Gênée par les taquineries de Ma Youcai, Gu Yueyue lui dit d'une voix froide : « Passe le téléphone à Xiao Xu, j'ai quelque chose à lui dire. »

« Quoi, tu ne me laisses pas écouter ? » Ma Youcai tendit le téléphone à Xu Yi. « Tiens… J’ai du mal à me faire des amis, j’ai franchi le pas et brûlé les ponts. »

Xu Yi prit le téléphone de Ma Youcai. Elle venait d'entendre la conversation entre Ma Youcai et Mlle Gu, et le ton de cette dernière ne laissait rien paraître d'anormal.

« Professeur Gu, ça va ? »

« Oui. C'est gentil de ta part que Xiao Xu pense encore à moi. Je vais bien, ne t'inquiète pas. »

"C'est bien."

"Hmm..." Gu Yueyue avait quelque chose à dire, mais elle hésita et resta longtemps sans voix.

« Professeur Gu, y a-t-il quelque chose que vous préféreriez ne pas me dire ? »

"Non."

Du côté de Gu Yueyue, le silence régnait, et Xu Yi cessa de l'importuner. Tous deux tenaient leurs téléphones en silence, un silence si profond qu'ils pouvaient distinctement entendre la respiration de l'autre, comme un doux duvet chatouillant leurs cœurs impatients…

Ma Youcai se pencha soudainement et dit : « Dépêchez-vous, la facture de téléphone coûte cher. »

Gu Yueyue a naturellement entendu clairement sa voix forte.

Gu Yueyue, tenant son téléphone, à la fois amusée et exaspérée, dit à Xu Yi : « Xiao Xu, note mon numéro de téléphone. Contacte-moi directement si tu as besoin de quoi que ce soit à l'avenir. »

«

D’accord, bien sûr.

» La voix de Xu Yi était douce, son cœur battant la chamade. Obtenir leurs coordonnées était la preuve que leur relation progressait.

Gu Yueyue lut le texte à voix haute et lui demanda si elle l'avait mémorisé. Xu Yi le lut ensuite à voix haute après elle.

« Oui, c'est ça. Si cela vous arrange, appelez-moi plus tard. »

"bien."

Les deux hommes raccrochèrent et Xu Yi rendit le téléphone à Ma Youcai en disant : « Merci, directeur Ma. »

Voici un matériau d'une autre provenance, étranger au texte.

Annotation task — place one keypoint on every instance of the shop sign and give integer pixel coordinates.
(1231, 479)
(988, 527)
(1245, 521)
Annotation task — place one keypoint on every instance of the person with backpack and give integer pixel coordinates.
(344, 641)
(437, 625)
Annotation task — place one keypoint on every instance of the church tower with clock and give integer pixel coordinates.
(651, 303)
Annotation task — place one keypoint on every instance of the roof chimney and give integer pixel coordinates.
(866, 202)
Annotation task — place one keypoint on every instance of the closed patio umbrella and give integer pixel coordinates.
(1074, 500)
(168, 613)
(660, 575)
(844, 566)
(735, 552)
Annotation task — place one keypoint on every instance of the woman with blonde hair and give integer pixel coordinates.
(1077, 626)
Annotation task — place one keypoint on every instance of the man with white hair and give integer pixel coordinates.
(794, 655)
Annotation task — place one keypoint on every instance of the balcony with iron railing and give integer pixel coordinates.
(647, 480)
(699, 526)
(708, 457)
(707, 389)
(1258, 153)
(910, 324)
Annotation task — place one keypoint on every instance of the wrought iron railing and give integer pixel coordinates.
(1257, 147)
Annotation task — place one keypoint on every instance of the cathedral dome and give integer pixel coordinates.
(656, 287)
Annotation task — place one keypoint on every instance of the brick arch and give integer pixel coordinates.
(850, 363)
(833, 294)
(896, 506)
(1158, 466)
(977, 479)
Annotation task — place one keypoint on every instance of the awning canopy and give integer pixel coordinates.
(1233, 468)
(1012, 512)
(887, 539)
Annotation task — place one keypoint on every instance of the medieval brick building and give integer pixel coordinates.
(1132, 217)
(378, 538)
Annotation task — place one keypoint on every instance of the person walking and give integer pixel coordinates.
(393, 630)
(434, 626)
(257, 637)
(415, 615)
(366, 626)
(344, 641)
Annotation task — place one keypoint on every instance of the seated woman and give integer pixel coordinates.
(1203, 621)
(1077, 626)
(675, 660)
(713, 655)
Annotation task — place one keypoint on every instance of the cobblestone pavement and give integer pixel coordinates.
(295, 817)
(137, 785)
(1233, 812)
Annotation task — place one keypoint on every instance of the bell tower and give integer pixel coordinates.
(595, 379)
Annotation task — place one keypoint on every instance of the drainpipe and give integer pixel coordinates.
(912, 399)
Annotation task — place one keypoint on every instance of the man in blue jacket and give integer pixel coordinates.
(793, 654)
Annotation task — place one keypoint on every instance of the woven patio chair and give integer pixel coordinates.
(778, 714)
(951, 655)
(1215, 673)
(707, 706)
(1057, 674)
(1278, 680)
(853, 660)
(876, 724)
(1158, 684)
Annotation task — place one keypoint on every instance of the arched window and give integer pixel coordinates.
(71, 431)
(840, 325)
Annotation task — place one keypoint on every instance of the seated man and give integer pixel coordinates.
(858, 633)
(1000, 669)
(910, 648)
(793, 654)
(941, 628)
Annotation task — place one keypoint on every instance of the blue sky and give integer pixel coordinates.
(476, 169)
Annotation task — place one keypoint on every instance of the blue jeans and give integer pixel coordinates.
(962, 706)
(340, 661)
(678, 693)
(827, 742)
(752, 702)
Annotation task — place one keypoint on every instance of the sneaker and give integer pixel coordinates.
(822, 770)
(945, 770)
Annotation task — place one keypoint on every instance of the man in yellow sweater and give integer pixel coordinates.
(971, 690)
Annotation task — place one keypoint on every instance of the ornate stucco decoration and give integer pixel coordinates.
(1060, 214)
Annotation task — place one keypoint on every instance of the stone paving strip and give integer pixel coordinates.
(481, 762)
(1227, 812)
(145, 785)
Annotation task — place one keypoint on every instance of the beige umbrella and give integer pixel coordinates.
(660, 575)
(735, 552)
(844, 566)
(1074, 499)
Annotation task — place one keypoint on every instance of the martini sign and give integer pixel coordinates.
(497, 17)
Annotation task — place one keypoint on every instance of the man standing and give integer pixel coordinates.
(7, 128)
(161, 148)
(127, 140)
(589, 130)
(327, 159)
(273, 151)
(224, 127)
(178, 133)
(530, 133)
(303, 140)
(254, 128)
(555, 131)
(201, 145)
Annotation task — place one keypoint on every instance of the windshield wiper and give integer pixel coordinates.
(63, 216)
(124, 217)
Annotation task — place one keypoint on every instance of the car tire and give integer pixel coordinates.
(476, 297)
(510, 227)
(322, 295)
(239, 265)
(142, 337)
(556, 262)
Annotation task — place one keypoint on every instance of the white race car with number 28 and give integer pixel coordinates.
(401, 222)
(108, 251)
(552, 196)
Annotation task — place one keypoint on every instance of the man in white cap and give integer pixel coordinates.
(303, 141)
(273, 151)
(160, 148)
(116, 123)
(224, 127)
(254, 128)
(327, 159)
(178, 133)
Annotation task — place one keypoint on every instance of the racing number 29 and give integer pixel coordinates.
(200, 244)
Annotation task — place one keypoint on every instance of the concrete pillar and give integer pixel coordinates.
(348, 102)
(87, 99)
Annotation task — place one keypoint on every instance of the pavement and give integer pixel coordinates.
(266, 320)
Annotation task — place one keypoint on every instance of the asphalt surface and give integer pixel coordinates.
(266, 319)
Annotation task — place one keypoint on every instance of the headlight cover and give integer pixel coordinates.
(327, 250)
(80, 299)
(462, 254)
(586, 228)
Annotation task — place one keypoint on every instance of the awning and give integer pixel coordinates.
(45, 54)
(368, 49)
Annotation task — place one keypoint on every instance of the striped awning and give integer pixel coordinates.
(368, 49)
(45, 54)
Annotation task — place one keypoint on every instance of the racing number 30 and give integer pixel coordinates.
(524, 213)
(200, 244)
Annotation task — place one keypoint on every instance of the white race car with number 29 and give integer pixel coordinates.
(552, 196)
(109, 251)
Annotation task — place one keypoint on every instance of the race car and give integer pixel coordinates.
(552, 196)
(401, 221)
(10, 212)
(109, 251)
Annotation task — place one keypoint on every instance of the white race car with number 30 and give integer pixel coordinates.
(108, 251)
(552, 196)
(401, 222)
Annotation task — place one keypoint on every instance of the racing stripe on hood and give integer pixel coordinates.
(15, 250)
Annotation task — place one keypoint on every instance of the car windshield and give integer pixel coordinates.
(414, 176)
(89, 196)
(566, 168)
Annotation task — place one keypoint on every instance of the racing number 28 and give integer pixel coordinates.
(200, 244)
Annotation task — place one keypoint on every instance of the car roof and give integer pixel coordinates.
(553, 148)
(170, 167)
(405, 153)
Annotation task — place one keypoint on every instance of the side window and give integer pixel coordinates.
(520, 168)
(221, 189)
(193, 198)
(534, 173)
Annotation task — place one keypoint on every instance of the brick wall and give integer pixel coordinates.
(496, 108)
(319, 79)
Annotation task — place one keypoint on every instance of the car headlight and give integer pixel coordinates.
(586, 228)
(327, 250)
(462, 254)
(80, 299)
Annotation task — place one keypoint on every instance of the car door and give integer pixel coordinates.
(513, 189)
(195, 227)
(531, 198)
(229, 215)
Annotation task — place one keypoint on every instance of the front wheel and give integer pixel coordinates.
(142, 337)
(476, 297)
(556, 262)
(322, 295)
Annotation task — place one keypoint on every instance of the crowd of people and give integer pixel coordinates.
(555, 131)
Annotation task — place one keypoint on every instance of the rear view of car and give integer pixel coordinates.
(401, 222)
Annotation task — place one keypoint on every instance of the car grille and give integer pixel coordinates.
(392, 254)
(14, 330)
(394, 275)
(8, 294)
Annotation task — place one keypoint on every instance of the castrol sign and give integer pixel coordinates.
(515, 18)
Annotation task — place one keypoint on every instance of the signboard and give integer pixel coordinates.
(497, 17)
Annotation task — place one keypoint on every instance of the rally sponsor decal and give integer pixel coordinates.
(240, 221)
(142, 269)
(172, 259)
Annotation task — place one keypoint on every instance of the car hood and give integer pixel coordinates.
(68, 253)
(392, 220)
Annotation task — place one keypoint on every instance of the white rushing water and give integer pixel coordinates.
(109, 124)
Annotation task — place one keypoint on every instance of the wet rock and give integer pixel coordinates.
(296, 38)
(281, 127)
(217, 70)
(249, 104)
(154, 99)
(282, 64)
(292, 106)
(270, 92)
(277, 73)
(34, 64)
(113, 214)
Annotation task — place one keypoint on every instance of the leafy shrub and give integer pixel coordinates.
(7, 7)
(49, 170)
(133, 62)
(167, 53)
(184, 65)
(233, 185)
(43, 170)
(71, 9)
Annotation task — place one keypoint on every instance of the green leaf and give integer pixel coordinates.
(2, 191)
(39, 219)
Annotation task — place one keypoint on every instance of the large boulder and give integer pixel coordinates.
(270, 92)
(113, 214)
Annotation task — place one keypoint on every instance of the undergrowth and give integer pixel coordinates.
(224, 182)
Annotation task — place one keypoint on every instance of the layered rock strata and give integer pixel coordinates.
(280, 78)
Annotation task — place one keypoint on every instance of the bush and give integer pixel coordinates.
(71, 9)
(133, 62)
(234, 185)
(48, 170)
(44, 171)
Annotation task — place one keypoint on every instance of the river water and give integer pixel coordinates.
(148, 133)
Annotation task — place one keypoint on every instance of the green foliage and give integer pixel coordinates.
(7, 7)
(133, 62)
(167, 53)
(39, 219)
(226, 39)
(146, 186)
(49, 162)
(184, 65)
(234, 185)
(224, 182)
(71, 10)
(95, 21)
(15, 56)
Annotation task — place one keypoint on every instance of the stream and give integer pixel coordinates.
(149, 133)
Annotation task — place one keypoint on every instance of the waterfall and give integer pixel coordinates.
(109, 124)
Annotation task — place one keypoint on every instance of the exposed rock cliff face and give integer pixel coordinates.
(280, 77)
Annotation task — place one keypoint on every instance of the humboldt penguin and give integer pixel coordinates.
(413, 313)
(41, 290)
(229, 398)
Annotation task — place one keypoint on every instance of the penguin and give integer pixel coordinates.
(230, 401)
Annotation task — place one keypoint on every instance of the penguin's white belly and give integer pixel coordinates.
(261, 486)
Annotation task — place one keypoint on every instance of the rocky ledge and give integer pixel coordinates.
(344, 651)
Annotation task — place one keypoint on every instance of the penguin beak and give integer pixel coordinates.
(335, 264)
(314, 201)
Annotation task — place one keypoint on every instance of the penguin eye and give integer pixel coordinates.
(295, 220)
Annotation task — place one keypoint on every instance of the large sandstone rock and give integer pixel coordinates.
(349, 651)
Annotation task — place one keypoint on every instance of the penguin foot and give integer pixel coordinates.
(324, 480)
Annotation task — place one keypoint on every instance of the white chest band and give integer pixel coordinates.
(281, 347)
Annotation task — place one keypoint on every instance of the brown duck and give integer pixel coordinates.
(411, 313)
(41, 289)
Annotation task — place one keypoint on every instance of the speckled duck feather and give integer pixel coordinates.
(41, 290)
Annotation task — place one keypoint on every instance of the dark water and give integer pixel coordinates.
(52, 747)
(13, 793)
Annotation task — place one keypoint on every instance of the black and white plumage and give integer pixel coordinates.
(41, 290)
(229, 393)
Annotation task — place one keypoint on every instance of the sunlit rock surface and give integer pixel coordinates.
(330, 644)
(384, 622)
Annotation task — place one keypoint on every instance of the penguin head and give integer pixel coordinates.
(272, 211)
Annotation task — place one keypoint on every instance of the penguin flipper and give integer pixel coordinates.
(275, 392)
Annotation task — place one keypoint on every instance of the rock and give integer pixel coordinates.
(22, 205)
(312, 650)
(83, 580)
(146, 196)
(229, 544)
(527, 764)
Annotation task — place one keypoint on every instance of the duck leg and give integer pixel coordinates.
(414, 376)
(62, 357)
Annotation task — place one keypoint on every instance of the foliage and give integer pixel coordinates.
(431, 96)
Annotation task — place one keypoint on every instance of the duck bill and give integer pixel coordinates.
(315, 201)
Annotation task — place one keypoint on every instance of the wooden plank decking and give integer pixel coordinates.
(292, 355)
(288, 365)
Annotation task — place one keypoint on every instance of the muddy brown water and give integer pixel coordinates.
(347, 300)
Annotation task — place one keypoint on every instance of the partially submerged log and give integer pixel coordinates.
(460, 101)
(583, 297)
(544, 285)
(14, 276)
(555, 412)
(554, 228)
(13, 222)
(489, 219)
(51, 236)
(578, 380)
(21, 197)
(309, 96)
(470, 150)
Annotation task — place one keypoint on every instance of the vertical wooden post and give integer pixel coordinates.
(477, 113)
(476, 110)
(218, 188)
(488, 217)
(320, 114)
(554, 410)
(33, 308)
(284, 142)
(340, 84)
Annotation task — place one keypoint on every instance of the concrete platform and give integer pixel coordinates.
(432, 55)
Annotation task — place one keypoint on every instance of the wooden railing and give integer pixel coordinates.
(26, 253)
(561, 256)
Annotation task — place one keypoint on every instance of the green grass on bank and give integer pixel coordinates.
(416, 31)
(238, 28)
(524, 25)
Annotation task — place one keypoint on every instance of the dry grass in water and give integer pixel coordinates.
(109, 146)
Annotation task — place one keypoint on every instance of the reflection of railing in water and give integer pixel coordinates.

Ma Youcai prit le téléphone et s'apprêtait à la taquiner lorsqu'il vit Xu Yi sortir une pièce de sa poche et la lui donner.

« Je te donnerai le crédit téléphonique. » Xu Yi prit ses paroles au sérieux.

Ma Youcai fixa longuement la pièce avant de finalement s'amuser de son comportement idiot.

«

Tu essaies de me rabaisser indirectement

?

» Ma Youcai lui prit la pièce des mains. «

Tu es vraiment quelqu'un.

»

Xu Yi ne comprenait pas ce qu'il voulait dire par ces mots, mais elle fut soulagée de voir qu'il avait accepté l'argent.

Quand Xu Yi est rentrée chez elle, le téléphone de Gu Yueyue a sonné, celui qu'elle attendait.

Pendant plus de trois heures, Gu Yueyue s'est demandée si la jeune fille avait oublié son numéro, et si c'est pour ça qu'elle n'avait pas rappelé.